Increasing co-operation between the central banks of Syria and Iran and the establishment of a joint bank is an obvious plot to circumvent sanctions imposed on both countries by the US and a number of European countries, analysts warn.
Such co-operation could enable dubious banking transactions and the transfer of funds generated by illegal trade activities carried out by Iran's Islamic Revolutionary Guard Corps (IRGC), whose profits fund armed militias throughout the region, they say.
"Many of the bilateral agreements that were the subject of discussions and meetings between Iranian and Syrian officials in the past period have now been put on the front burner to move forward with their implementation, including the establishment of a joint Syrian-Iranian bank," Syrian journalist Mohammed al-Abdullah told Al-Mashareq.
The joint bank was announced during a meeting between Syria's Central Bank Governor Hazem Qarfoul and Iran's Central Bank Governor Abdolnasser Hemmati in Tehran on September 2nd.
"In addition to the joint bank, the talks also addressed the activation of co-operation between Iranian and Syrian banks, the exchange of expertise, and the transfer of Iranian technical banking expertise to Syria to facilitate trade exchange between the two countries," he said.
By inking these agreements, Iran aims to open the door wide "to enter Syrian markets with force and compete with a number of countries looking to get a share of the investment projects and secure [fast] export channels to Syria to evade the sanctions and acquire a chunk of the foreign currency that the markets of both countries sorely need", al-Abdullah said.
Attempting to evade sanctions
The plan to establish the joint bank is a "new ploy by the IRGC to evade the effects of the international sanctions imposed on it", said Shaher Abdullah, an economist and professor at Ain Shams University in Cairo.
"Through this bank and the new credit lines that will be opened, Tehran will use Syrian ports for import and export with credit lines from non-Iranian banks that are not being monitored or at are least not under international sanctions," he told Al-Mashareq.

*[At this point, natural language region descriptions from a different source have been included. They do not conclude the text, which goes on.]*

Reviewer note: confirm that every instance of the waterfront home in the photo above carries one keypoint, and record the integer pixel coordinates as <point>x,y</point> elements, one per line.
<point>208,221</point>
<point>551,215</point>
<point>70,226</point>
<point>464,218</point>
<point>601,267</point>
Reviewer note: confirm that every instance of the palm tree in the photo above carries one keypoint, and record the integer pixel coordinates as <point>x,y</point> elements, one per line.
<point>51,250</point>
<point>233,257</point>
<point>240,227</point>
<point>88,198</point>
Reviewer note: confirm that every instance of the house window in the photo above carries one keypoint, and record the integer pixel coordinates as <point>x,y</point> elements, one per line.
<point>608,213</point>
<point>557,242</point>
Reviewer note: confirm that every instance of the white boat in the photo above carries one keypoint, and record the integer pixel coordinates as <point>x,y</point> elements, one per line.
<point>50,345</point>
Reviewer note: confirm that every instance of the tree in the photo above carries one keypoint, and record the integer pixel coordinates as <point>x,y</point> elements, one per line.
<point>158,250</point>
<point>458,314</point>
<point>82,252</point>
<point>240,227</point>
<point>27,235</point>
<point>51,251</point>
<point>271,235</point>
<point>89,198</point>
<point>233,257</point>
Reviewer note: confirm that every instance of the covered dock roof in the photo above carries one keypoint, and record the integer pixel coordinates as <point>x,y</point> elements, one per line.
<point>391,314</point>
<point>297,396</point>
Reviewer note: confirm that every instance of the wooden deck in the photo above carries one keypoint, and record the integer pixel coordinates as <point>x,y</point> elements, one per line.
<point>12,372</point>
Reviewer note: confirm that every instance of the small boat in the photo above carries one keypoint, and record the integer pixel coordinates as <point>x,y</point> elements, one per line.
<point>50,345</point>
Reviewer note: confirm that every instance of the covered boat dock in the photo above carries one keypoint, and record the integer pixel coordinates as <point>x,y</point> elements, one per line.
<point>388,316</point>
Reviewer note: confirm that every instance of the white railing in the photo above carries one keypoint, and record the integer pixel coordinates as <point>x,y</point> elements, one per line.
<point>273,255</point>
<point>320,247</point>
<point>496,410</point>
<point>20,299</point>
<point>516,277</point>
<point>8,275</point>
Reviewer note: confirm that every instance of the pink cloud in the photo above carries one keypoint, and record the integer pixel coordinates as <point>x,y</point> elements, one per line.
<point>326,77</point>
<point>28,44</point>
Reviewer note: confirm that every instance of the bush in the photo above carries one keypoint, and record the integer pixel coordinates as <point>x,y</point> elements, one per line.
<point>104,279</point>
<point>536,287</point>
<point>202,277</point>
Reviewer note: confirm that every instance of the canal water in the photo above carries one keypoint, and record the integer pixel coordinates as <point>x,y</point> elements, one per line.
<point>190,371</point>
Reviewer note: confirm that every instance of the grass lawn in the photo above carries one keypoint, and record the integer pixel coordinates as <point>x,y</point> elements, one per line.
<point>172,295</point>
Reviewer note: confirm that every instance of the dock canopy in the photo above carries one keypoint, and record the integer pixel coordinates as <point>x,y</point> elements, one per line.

A number of Arab and international banks, including some Lebanese banks, continue to conduct business in Syria, he said.
These bilateral agreements "will provide the IRGC with a new door to acquire funds from the illegal trade activities it carries out around the world", he said.
Such funds enable the IRGC "to finance terrorist groups affiliated with it in more than one country in the Middle East through both indirect money transfers, or money laundering, and dubious fake deals", he said.
Iranian economy 'near collapse'
"The Iranian economy, which is near collapse, is compelling Iran and the IRGC to find any available outlet to recoup some of the losses resulting from the sanctions imposed on them," said Fathi al-Sayed, a researcher who specialises in Iranian affairs at al-Sharq Centre for Regional and Strategic Studies in Giza.
Syria "provides the ideal setting to do this through controlling the banking markets", he told Al-Mashareq.
"The planned provision of banking facilities and use of national currencies -- as outlined in the meeting between the governors of the central banks of Syria and Iran -- will allow Iran to circumvent the foreign currency hardship and enable it to conduct transactions with the Iranian riyal instead," al-Sayed said.
"This will open the door for mutual investment to businessmen in both countries in sectors that of course include the infrastructure, electricity and transport of smuggled petroleum products to Syria," he said.
The proposal to establish the joint bank dates back to 2009, when the plan called for the establishment of a bank called Al-Aman Bank, he said.
However, the requisite steps to make the bank operational have not been realised.